On Sri Lanka, Ban Hasn’t Seen Killing Fields Film Nor Reviewed UN Actions

The day after the one hour documentary “Sri Lanka Killing Fields” was shown on Britain’s Channel 4 and the Internet, Inner City Press asked UN Secretary General Ban Ki-moon’s spokesman Martin Nesirky a series of questions about the extrajudicial killings, rapes and UN misdeeds portrayed in the film.

Nesirky said that Ban “has not actually seen the documentary” but is “aware of its themes.”

Inner City Press asked what Ban has done on his commitment back in April to review the UN’s own actions in Sri Lanka. The documentary shows the UN workers leaving Kilinochchi, covers the extrajudicial execution of two surrendering Tamil Tiger leaders — assurances of whose safety were conveyed by Ban’s own chief of staff Vijay Nambiar.

Even after forty days, that review has not started. When Inner City Press asked Ban about it on June 6, when he announced his bid for a second five year term as Secretary General, Ban did not answer that part of the question. On June 15, Nesirky said that the Secretariat is “working with other parts” of the UN system “on how that will actually take place.”

Ban is awaiting re-appointment in the Security Council on June 16, and in the General Assembly on June 21. Killing Fields may be screened inside the UN in New York before that process is over. Will Ban has seen it by then? (Click here to view it.)

Inner City Press asked Nesirky if Ban has reconsidered his position that he cannot or will not follow the recommendation by his own Panel of Experts that he establish an independent international investigation mechanism until either Sri Lanka’s Rajapaksa government agrees, or the Security Council, Human Rights Council or General Assembly orders it.

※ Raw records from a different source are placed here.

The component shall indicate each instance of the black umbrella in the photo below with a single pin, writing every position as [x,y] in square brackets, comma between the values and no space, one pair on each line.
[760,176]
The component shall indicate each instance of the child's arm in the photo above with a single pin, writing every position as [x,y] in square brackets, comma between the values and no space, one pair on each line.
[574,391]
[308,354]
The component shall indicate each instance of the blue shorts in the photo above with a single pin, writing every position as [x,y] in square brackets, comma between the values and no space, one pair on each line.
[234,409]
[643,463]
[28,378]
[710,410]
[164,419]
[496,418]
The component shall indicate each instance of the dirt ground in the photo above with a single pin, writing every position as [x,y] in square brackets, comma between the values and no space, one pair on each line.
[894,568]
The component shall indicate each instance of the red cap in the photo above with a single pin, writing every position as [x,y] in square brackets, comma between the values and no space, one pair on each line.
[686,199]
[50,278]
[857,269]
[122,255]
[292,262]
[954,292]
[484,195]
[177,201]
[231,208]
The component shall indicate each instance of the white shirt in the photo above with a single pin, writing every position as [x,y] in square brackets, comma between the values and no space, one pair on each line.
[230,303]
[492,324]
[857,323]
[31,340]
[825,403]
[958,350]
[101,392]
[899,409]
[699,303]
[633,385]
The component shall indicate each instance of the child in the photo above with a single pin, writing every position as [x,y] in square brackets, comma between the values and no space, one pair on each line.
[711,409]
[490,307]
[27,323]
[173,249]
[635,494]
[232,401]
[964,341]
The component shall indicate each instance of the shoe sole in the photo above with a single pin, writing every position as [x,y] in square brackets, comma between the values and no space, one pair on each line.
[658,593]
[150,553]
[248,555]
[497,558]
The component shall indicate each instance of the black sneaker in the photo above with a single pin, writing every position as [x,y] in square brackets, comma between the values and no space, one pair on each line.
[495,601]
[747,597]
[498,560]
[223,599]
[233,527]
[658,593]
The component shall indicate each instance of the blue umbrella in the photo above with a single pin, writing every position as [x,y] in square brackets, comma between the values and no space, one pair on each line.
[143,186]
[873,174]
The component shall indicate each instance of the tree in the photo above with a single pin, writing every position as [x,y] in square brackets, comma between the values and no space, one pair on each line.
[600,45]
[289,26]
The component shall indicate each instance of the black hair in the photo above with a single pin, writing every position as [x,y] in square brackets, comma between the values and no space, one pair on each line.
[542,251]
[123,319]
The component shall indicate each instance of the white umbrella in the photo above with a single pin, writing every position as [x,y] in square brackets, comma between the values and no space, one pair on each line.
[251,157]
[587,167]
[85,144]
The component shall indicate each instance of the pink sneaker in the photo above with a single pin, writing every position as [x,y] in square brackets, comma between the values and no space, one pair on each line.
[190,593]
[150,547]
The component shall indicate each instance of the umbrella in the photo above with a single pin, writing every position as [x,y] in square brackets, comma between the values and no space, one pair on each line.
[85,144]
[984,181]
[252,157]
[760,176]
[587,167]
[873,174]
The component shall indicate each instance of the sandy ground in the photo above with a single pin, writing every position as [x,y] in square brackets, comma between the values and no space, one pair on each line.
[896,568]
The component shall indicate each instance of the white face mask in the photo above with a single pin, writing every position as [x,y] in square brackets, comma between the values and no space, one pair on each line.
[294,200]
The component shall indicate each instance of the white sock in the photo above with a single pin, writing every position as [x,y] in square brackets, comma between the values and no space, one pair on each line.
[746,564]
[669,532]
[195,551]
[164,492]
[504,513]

Nesirky repeated previous statements but added that for an investigation to have “administrative and judicial powers,” a vote by one of the three bodies would be required.

Inner City Press asked if that was an acknowledgment that an investigation like the Democratic Republic of the Congo Mapping Report could be initiated without waiting for a Security Council, Human Rights Council or General Assembly vote.

On this, Nesirky used a phrase that he has used before: that the Panel of Experts report “is out there.” So is the documentary The Killing Fields. But what will Ban Ki-moon do?